Unfortunately too however, today’s South Sudan under President Salva Kiir, shares in common with Kenya what “Building Bridges to a new Kenyan Nation” describes as the lack of national ethos in that both South Sudan and Kenya are increasingly being defined by politics of corruption and violence. The sentry chronicled in numerous reports, how the current crop of political and government leaders in South Sudan, are defined by corruption, impunity, lack of vision and lack of respect for human rights and public property.
As Kenyan leaders have acknowledged what it takes to build bridges to a new Kenyan Nation, South Sudanese leaders should know too that before you can build a bridge, you must acknowledge the need to have one to bring people together.

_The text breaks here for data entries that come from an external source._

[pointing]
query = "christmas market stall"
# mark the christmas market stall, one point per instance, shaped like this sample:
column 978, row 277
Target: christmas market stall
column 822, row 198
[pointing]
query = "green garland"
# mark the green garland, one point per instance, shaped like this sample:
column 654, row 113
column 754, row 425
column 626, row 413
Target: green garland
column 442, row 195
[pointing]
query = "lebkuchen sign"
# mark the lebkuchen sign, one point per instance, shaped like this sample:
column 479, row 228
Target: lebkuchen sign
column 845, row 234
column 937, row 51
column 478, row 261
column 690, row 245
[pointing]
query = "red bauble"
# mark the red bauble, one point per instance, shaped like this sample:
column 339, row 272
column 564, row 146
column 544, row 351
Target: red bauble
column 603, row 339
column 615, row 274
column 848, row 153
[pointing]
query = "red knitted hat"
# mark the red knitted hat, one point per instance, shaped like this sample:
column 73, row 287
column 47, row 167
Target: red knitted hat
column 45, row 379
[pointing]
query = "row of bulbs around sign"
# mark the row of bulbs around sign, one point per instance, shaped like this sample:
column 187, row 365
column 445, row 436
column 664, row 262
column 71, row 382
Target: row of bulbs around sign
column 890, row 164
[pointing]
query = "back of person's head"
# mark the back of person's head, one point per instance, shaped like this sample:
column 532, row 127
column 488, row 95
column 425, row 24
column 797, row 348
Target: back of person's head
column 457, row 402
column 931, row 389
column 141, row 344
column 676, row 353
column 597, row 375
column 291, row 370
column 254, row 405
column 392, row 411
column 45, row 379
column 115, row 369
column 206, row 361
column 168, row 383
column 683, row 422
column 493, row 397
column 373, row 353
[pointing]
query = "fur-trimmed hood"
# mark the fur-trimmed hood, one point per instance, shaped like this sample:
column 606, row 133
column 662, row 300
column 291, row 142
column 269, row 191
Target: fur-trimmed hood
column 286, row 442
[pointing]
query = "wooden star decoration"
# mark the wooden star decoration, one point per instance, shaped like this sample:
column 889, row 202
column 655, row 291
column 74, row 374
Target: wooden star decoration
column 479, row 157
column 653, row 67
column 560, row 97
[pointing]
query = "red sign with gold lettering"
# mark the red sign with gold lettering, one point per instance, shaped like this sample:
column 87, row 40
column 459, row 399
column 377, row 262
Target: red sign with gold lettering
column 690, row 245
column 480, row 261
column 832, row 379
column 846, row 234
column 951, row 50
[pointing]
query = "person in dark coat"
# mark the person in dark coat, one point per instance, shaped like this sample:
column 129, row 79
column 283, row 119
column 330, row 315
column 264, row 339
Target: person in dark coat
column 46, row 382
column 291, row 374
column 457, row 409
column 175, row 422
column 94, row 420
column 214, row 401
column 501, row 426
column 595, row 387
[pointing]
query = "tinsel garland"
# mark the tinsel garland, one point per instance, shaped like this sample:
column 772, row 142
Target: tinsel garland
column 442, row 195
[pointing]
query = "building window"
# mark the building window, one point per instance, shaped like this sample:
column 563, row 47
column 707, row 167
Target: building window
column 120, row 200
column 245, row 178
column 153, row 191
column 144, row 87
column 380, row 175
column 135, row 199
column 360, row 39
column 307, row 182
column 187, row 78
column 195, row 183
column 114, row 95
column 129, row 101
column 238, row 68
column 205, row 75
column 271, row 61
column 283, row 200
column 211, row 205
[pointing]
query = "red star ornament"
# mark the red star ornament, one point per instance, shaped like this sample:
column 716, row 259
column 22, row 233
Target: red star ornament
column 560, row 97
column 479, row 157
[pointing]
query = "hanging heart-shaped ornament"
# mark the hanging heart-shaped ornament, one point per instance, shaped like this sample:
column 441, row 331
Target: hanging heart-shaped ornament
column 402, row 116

President Uhuru Kenyatta and Raila Odinga have set their goal to pull Kenya back from the brink and collapse, history and the people will not judge them harshly if they remain true to the promise they made in their address to Kenyans to create the political space and opportunity for all Kenyans to live together in peace, harmony and dignity. That will require the support, dedication and commitment of all Kenyans and the international community, not least their neighbours.
The leaders of Kenya have come of age, graciously risen to the challenge of leadership, called a “spade a spade” and averted destruction of their country. PDM supports the courageous steps they have taken in the interest of Kenya and all its peoples.
As the search for South Sudan peace through the HLRF continues in Addis Ababa, in Ethiopia, will IGAD mediators and the parties to HLRF put the people and country first?